CDIT researchers have made another successful year at this year’s ACM CIKM conference (http://cikm2016.cs.iupui.edu/), to be held at Indianapolis, USA in Oct.
With acceptance rate of full papers as low as 17%, CDIT secured 3 full research papers and 2 short papers. Well done and congratulations!!
The three full research papers are:
1. Efficient Orthogonal Non-negative Matrix Factorization over Stiefel Manifold (Wei Emma Zhang, Mingkui Tan, Quan Z. Sheng, and Qinfeng Shi)
Orthogonal Non-negative Matrix Factorization (ONMF) approximates the data matrix X by the product of two lower-dimensional factor matrices: X ≈ UVT, enforcing one of them orthogonal. ONMF works well for clustering, but does not preserve orthogonality well, and does not have fast convergence. In this paper, we propose to preserve the orthogonality of U in the setting of Stiefel manifold and develop a nonlinear Riemannian Conjugate Gradient (NRCG) method to search on Stiefel manifold with Barzilai-Borwein (BB) step size. We update V using a closed-form solution with a non-negativity constraint. Our approach allows the mixed sign on the orthogonal factor matrix U, which is a variant of Semi-NMF  being preferable for clustering. Extensive experiments on both synthetic and real-world datasets show consistent superiority of our method over other approaches in terms of orthogonality preservation, convergence speed and clustering performance.
2. Truth Discovery via Exploiting Implications from Multi-Source Data (Xianzhi Wang, Quan Z. Sheng, Lina Yao, Xue Li, Xiu Susie Fang, and Xiaofei Xu)
Data veracity is a grand challenge for various tasks on the Web. Since the web data sources are inherently unreliable and may provide conflicting information about the same real-world entities, truth discovery is emerging as a counter-measure of resolving the conflicts by discovering the truth, which conforms to the reality, from the multi-source data. A major challenge related to truth discovery is that different data items may have varying numbers of true values (or multi-truth), which counters the assumption of existing truth discovery methods that each data item should have exactly one true value. In this paper, we address this challenge by exploiting and leveraging the implications from multi-source data. In particular, we exploit three types of implications, namely the implicit negative claims, the distribution of positive/negative claims, and the co-occurrence of values in sources’ claims, to facilitate multi-truth discovery. We propose a probabilistic approach with improvement measures that incorporate the three implications in all stages of the truth discovery process. In particular, incorporating the negative claims enables multi-truth discovery, considering the distribution of positive/negative claims relieves truth discovery from the impact of sources’ behavioral features in the specific datasets, and considering values’ co-occurrence relationship compensates the information lost from evaluating each value in the same claims individually. Experimental results on three real-world datasets demonstrate the effectiveness of our approach.

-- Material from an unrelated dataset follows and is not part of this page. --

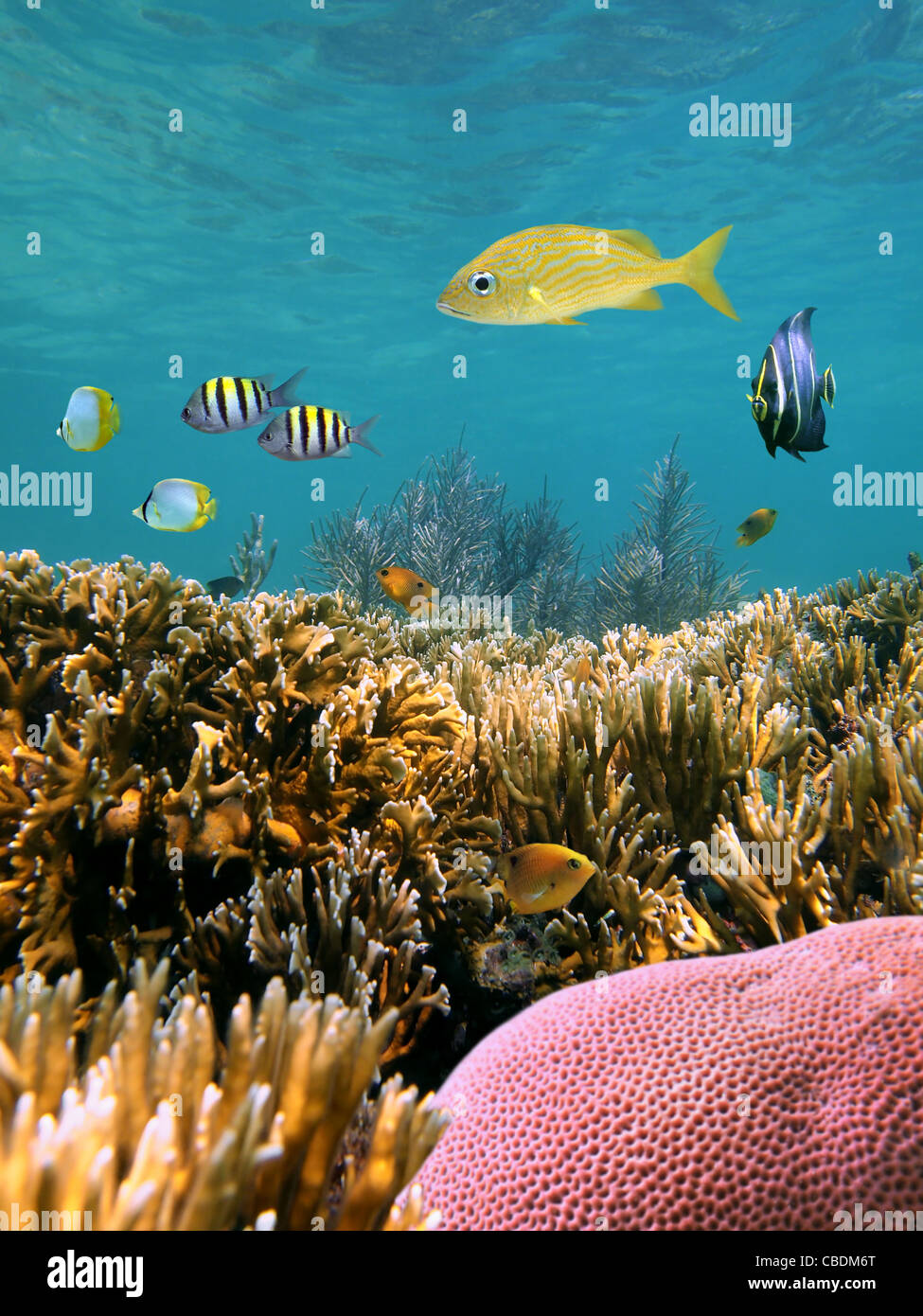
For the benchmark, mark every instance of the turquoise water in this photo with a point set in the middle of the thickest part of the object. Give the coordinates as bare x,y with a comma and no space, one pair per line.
158,243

3. Empowering Truth Discovery with Multi-Truth Prediction (Xianzhi Wang Quan Z. Sheng, Lina Yao, Xue Li, Xiu Susie Fang, and Xiaofei Xu)
Truth discovery is the problem of detecting true values from the conflicting data provided by multiple sources on the same data items. Since sources’ reliability is unknown a priori, a truth discovery method usually estimates sources’ reliability along with the truth discovery process. A major limitation of existing truth discovery methods is that they commonly assume exactly one true value on each data item and therefore cannot deal with the more general case that a data item may have multiple true values (or multi-truth). Since the number of true values may vary from data item to data item, this requires truth discovery methods being able to detect varying numbers of truth values from the multi-source data. In this paper, we propose a ranking-based approach for multi-truth discovery, which addresses the above challenges by providing a general framework for enhancing existing truth discovery methods. In particular, we redeem the numbers of true values as an important clue for facilitating multi-truth discovery. We present the procedure and components of our approach, and propose three models, namely the byproduct model, the joint model, and the synthesis model to implement our approach. We further propose two extensions to enhance our approach, by leveraging the implications of similar numerical values and values’ co-occurrence information in sources’ claims to improve the truth discovery accuracy. Experimental studies on real-world datasets demonstrate the eeffectiveness of our approach.